Is that a cannibal I see before me?

"Coming from Shanghai to Sydney, New South Wales on a steam brigantine, we ran into a strong gale in the China Sea. They were reefing the sails when the wind changed suddenly and the sails and spars began to fly through the air. The pilot house, the stacks, and the boats all went overboard. We were all fastened below.

"At the time we were making for the New Guinea Islands. The Captain told us these were Cannibal Islands, and that it would be better to be drowned than to be shipwrecked there. The ship broke on the rocks and only two of us got to shore. The bartender and myself landed after clinging to a piece of smashed wood.

"A lot of natives swarmed around us and all I could think of doing was entertain them with my jack knife and gold watch. They were afraid of the watch and the ticking inside, and when I held it up to their ears, they would stand away from me. They seized the bartender and I never saw him again. I think I was saved because I showed the natives what to do with the supplies and bedding we got from the ship.

"I was there several days and one day I signalled a small schooner with a sheer, and they sent a life boat and took me off. The schooner was bound for New Zealand while the insurance company was making adjustments.

The skin bone's connected to the ankle bone

"Sometimes I think those who survive in life must learn surgery. It is not always applied physically. Life is made up of repairing broken things - wrong opinions, our mistakes, penalties of bad judgment.

"So one day late in the fall, on a mountainside of loose shale, I heard rock falling. Stones began flying about me. One must have struck me on the head. When I awakened my whole left arm was broken below the elbow, and my right leg smashed below the knee. Later I found five ribs were broken. I grew sick and must have slept. When I wakened I knew I had to get out of this. I got a forked limb and stuck it between the rocks and stuck my left hand in it, then I pulled until I could hear the bone slip into place. Using strips of my shirt and some slender withes of tree branches, I bound up my arm.

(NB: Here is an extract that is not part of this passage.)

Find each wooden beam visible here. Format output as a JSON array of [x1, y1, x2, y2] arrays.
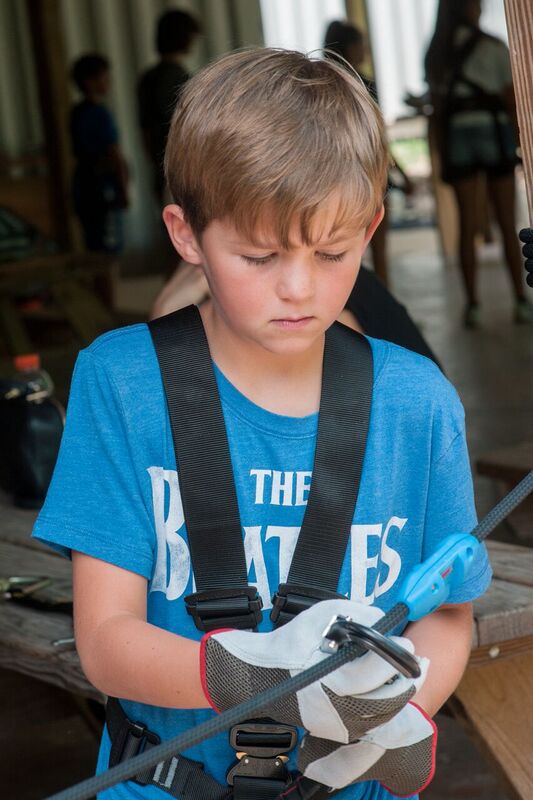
[[505, 0, 533, 226]]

"I was wearing heavy high boots, and above the ankle the bone stuck out. Near the knee the same bone was through the flesh. Once more I worked the forked stick. I got my foot into it and pulled and I pressed the bones back into the flesh the best I could. I must have slept fifty times, but I woke up and kept at it.

"The second morning I managed to fasten my left foot doubled back of my thigh and on that knee, the other leg, and one hand, I started back to the supply camp. It was several miles to my last supply camp, and a river, difficult to cross, lay between. I didn't pray much for help, but I thanked God many times for giving me this chance.

"I guess I did not make more that two or three miles a day, and at last I came to that river. I figured that if I could let the weight of the water hold me down I might crawl across without being swept away. The first stretch was short and I managed it. The last stretch was a pool that looked deep. I tried it but I was too tired and the water swept me off the edge. I went over the pool and under, and once I thought it was the last. But I got my foot into a rift in the rock and shoved myself toward the far side. I made it and got my head and shoulders out, and must have slept a long time, for when I awakened it was dark and I had hardly any feeling and strength enough to drag myself out.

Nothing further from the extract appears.